Qu'on la fréquente pour un café, pour déjeuner, ou pour un repas de famille, la brasserie est un endroit où l'on est pratiquement sûre de rencontrer des gens que l'on connaît, qui viennent nous parler de notre passé ou de notre présent, de notre vie professionnelle ou résidentielle, de formations suivies durant une toute autre vie, rapportant de pans de notre existence, un peu comme des pièces de puzzle qu'on aurait oubliées sous un meuble pendant pas mal de temps et se rappellent à nous avec leur lot de poussière et d'étonnement.
La brasserie est un lieu élégant, original, bénéficiant d'une merveilleuse terrasse donnant sur le lac et sur la France.
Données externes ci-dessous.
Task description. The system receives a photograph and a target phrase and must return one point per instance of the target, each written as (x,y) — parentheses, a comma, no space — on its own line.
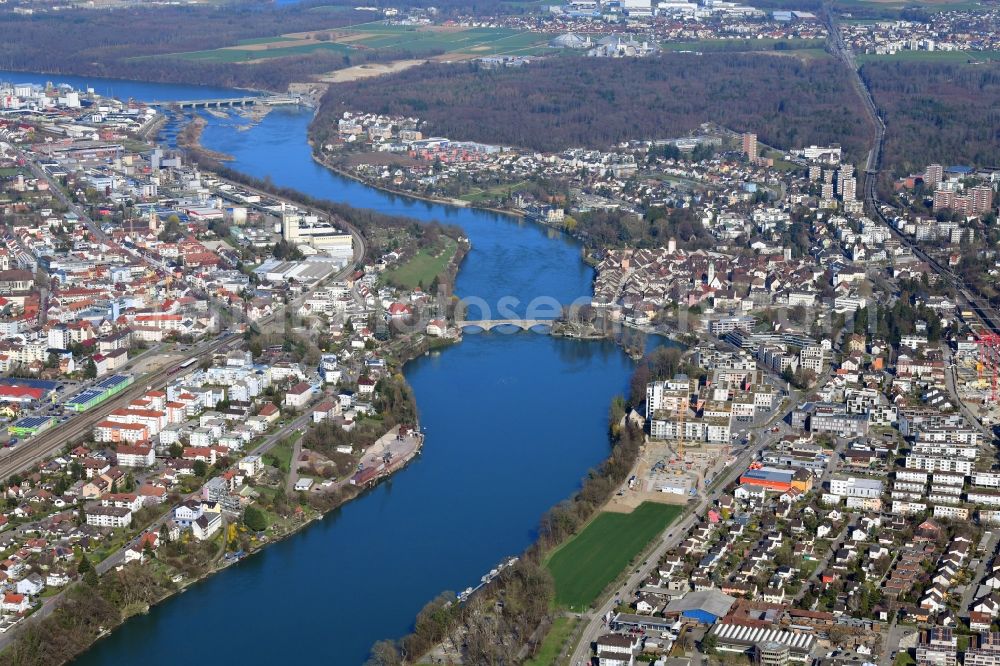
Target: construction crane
(989,360)
(682,406)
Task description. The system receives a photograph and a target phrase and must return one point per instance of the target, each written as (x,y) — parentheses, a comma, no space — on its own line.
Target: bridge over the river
(229,102)
(490,324)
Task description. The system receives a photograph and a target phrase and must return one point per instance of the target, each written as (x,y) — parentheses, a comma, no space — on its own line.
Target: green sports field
(455,41)
(588,562)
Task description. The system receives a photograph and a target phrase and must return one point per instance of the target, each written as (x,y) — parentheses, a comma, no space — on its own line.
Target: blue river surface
(513,423)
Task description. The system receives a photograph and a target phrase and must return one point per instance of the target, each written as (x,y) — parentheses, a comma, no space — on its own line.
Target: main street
(675,533)
(46,444)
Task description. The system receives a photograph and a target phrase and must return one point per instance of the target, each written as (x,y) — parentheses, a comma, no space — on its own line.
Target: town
(798,467)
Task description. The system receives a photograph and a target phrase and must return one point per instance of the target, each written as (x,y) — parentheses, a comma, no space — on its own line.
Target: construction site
(977,377)
(670,472)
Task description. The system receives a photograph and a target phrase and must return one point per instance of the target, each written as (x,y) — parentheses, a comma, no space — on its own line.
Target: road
(976,303)
(48,443)
(673,536)
(835,545)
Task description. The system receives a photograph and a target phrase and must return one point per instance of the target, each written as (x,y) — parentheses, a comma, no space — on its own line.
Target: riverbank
(189,139)
(445,201)
(447,544)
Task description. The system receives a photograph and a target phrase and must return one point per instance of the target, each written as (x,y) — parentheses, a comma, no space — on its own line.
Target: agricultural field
(712,45)
(423,267)
(587,563)
(447,42)
(559,633)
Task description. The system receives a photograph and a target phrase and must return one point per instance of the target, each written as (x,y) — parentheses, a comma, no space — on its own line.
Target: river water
(513,423)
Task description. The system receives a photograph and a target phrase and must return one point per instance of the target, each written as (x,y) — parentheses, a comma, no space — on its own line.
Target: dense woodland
(563,102)
(937,112)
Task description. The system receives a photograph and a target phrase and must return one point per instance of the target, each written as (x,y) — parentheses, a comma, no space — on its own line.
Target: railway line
(975,302)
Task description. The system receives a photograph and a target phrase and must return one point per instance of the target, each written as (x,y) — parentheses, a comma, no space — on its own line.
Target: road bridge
(490,324)
(229,102)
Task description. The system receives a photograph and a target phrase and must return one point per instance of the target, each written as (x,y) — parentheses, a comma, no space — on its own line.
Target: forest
(119,43)
(558,103)
(944,113)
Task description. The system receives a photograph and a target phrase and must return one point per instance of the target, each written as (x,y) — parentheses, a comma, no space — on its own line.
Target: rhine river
(513,423)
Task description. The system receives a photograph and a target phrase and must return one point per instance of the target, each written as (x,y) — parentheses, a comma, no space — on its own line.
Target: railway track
(965,293)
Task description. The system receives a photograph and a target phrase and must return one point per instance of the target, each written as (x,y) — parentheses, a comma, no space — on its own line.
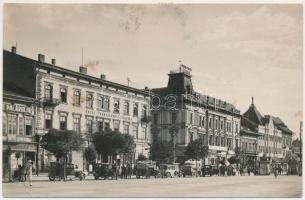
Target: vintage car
(146,169)
(58,170)
(171,170)
(103,170)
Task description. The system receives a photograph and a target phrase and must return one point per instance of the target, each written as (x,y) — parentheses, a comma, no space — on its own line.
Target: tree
(90,154)
(141,157)
(161,151)
(196,150)
(113,143)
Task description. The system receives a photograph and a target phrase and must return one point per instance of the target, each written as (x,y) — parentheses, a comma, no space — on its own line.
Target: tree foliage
(113,143)
(60,142)
(161,151)
(196,150)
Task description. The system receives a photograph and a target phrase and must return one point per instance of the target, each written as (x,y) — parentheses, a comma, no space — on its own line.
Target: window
(144,111)
(135,109)
(63,95)
(12,124)
(28,126)
(116,106)
(144,132)
(191,118)
(126,108)
(211,142)
(89,100)
(116,124)
(174,118)
(4,123)
(155,118)
(77,97)
(126,128)
(135,131)
(48,92)
(48,121)
(76,123)
(100,126)
(89,125)
(103,103)
(62,122)
(21,126)
(223,141)
(216,124)
(191,137)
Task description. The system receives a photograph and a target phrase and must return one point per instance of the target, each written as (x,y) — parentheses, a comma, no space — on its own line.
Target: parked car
(58,170)
(171,170)
(103,170)
(146,169)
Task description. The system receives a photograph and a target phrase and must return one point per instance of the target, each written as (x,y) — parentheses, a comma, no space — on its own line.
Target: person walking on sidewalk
(29,172)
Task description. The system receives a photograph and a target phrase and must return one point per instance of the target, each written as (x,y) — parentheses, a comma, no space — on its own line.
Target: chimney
(41,58)
(53,61)
(14,49)
(103,76)
(83,70)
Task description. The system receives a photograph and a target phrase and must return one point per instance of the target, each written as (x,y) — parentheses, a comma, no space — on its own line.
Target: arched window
(48,92)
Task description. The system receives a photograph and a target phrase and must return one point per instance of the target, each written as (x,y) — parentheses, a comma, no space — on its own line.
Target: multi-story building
(180,115)
(73,100)
(274,137)
(18,122)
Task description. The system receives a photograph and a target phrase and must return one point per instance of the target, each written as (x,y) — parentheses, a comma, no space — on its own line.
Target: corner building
(70,100)
(180,115)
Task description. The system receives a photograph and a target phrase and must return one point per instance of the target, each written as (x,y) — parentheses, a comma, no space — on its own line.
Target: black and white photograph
(160,99)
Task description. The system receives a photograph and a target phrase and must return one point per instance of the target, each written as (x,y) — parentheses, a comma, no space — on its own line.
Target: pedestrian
(29,172)
(275,172)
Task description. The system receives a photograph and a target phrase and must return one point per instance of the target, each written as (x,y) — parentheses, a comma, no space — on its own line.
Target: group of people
(123,171)
(25,173)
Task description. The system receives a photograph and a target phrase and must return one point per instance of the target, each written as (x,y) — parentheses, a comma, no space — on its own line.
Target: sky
(236,51)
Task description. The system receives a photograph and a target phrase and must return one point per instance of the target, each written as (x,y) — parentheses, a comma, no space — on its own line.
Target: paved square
(241,186)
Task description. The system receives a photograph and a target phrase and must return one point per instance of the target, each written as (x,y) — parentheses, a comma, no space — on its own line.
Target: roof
(10,55)
(253,115)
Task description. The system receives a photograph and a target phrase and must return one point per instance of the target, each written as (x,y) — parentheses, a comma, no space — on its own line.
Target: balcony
(50,102)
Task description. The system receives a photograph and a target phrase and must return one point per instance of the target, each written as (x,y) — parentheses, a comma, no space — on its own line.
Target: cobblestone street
(240,186)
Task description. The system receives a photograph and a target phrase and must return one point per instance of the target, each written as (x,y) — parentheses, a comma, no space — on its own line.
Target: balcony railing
(50,102)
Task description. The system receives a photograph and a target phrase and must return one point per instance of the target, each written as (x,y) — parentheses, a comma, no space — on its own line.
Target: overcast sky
(235,51)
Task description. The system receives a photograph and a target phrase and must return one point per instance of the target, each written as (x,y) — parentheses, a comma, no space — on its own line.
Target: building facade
(69,100)
(274,137)
(180,115)
(18,131)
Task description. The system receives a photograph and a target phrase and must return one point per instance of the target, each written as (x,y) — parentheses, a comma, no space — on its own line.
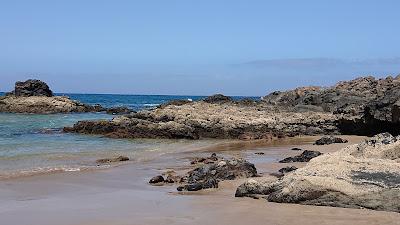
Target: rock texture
(204,120)
(31,88)
(362,106)
(305,156)
(208,173)
(34,96)
(366,175)
(328,140)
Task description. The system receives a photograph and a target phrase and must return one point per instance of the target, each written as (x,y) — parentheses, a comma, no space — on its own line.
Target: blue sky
(196,47)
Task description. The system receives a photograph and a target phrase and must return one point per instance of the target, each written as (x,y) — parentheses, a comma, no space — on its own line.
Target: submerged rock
(366,175)
(327,140)
(157,180)
(113,160)
(305,156)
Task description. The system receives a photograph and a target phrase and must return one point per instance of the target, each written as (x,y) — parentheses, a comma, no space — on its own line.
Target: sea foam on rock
(366,175)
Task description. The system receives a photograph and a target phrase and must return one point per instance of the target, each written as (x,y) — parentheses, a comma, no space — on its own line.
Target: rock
(113,160)
(208,175)
(287,169)
(306,156)
(253,187)
(218,98)
(366,175)
(327,140)
(34,96)
(31,88)
(157,180)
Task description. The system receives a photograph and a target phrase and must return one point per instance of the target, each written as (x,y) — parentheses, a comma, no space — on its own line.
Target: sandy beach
(122,196)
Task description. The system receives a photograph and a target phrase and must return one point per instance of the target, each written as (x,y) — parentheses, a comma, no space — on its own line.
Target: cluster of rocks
(208,173)
(366,175)
(35,96)
(305,156)
(363,106)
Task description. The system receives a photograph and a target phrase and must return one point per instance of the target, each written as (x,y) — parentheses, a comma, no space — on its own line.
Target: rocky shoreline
(365,175)
(35,97)
(364,106)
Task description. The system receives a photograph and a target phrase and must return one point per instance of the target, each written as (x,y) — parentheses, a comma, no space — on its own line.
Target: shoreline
(121,195)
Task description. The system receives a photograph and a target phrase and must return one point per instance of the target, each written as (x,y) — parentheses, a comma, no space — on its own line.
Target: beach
(122,195)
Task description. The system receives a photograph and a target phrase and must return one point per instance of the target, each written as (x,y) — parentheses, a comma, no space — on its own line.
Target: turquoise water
(31,144)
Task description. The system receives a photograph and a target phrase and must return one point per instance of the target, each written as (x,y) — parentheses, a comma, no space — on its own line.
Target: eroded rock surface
(328,140)
(35,96)
(366,175)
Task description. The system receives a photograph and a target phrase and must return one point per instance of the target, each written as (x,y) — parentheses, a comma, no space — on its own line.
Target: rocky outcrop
(43,105)
(305,156)
(208,173)
(328,140)
(363,106)
(366,175)
(31,88)
(205,120)
(35,96)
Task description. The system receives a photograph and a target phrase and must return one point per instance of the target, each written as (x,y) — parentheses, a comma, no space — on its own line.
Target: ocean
(33,144)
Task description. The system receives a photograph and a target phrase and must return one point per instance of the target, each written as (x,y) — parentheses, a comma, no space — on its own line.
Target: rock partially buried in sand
(366,175)
(306,156)
(113,160)
(327,140)
(208,175)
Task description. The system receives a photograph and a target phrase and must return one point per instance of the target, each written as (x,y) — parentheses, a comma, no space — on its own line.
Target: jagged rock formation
(31,88)
(363,106)
(366,175)
(35,96)
(204,120)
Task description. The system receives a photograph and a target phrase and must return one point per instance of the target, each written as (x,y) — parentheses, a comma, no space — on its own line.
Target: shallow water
(31,144)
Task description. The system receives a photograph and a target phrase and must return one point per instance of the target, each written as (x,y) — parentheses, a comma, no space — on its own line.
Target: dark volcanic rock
(287,169)
(157,180)
(218,98)
(306,156)
(112,160)
(31,88)
(208,175)
(118,110)
(327,140)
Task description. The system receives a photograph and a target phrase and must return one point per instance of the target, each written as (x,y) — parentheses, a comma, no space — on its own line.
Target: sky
(185,47)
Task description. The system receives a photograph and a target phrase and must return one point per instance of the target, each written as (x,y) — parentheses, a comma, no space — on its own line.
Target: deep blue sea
(31,144)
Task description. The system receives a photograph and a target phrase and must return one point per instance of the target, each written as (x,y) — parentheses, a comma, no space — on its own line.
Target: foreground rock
(208,173)
(366,175)
(34,96)
(363,106)
(305,156)
(328,140)
(204,120)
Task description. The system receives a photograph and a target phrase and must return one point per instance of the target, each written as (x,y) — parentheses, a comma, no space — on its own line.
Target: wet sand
(121,195)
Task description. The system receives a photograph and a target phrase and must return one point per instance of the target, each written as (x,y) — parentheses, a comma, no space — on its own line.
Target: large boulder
(31,87)
(366,175)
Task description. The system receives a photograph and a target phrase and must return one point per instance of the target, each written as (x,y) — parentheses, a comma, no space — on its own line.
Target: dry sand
(121,195)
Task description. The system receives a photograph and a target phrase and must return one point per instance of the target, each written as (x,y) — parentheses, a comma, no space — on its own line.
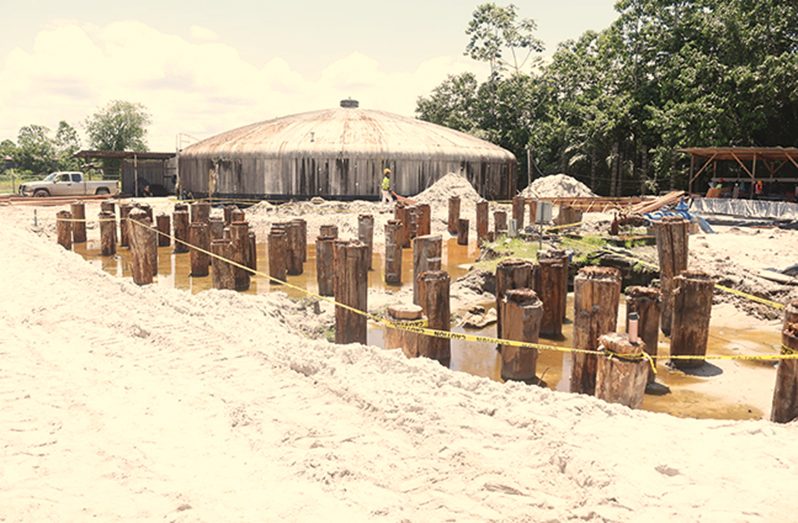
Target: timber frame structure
(773,159)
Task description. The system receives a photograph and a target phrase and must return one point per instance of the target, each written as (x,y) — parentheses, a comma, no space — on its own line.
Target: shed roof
(743,154)
(347,132)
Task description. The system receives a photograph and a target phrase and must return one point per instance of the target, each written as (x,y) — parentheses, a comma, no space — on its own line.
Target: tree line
(612,107)
(118,126)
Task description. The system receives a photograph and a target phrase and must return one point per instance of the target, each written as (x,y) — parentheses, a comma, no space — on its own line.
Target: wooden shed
(340,154)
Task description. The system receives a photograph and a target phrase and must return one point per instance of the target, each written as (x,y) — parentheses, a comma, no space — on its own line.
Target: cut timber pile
(672,198)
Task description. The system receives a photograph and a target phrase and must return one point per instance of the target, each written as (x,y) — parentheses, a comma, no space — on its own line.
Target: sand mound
(556,186)
(450,185)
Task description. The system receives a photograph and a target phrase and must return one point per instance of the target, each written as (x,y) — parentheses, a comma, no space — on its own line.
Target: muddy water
(174,269)
(721,389)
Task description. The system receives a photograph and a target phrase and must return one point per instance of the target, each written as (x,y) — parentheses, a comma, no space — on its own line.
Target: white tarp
(746,208)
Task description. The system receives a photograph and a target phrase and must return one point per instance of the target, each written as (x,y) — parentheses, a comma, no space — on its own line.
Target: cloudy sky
(203,67)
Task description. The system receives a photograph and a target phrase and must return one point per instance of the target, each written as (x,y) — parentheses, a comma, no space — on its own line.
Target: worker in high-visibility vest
(386,186)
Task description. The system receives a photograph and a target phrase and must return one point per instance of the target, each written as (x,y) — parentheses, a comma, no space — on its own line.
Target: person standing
(386,186)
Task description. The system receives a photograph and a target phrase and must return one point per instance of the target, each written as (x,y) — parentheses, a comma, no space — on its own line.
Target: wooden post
(63,229)
(239,237)
(216,228)
(426,257)
(142,242)
(278,254)
(400,214)
(328,231)
(124,211)
(620,376)
(78,227)
(454,213)
(164,226)
(252,259)
(645,302)
(519,202)
(785,393)
(462,232)
(482,221)
(400,339)
(522,312)
(107,234)
(393,253)
(180,222)
(533,211)
(791,312)
(434,293)
(303,239)
(223,276)
(325,272)
(200,212)
(672,238)
(147,208)
(294,230)
(237,215)
(557,254)
(551,283)
(110,207)
(351,289)
(199,236)
(510,274)
(500,222)
(365,233)
(692,307)
(597,291)
(228,214)
(424,227)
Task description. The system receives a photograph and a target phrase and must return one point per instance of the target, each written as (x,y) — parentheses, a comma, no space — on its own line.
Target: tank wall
(332,178)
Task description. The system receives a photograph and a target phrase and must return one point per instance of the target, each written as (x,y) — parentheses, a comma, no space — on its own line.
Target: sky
(204,67)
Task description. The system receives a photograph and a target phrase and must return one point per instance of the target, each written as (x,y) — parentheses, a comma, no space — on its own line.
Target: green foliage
(612,107)
(495,31)
(119,126)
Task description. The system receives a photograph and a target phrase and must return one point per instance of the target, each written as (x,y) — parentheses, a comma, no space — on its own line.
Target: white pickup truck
(62,183)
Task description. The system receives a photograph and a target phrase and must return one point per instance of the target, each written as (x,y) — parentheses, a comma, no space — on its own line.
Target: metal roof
(347,132)
(743,153)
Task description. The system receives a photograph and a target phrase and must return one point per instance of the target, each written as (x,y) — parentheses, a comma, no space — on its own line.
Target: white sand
(123,403)
(556,186)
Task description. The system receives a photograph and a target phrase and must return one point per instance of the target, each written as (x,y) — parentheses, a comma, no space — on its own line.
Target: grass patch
(584,247)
C'est aussi un endroit où l'on sert une nourriture généreuse et réconfortante, servie par un personnel des plus décontractés. Cet avis doit être partagé par bon nombre de gens parce qu'il est rare - quelle que soit l'heure - de ne pas trouver la plupart de ses tables occupées par une clientèle très variée : fonctionnaires ou magistrats, artisans négociant un contrat, copines se retrouvant après un cours de yoga, artistes en tournée, familles dont les mères n'ont pas envie de cuisiner, vieux rentiers protestants exhibant leur fortune au travers de vêtements discrètement griffés.
J'adore cet endroit, d'abord parce que j'aime bien manger, mais aussi parce que tout le monde semble y avoir sa place et pouvoir y être intégré. Dans un monde de plus en plus clivé, genré, stigmatisé, répertorié, c'est bon de pouvoir être ce que l'on est, simplement ce que l'on est, et qu'on vous traite avec équanimité en vous foutant la paix.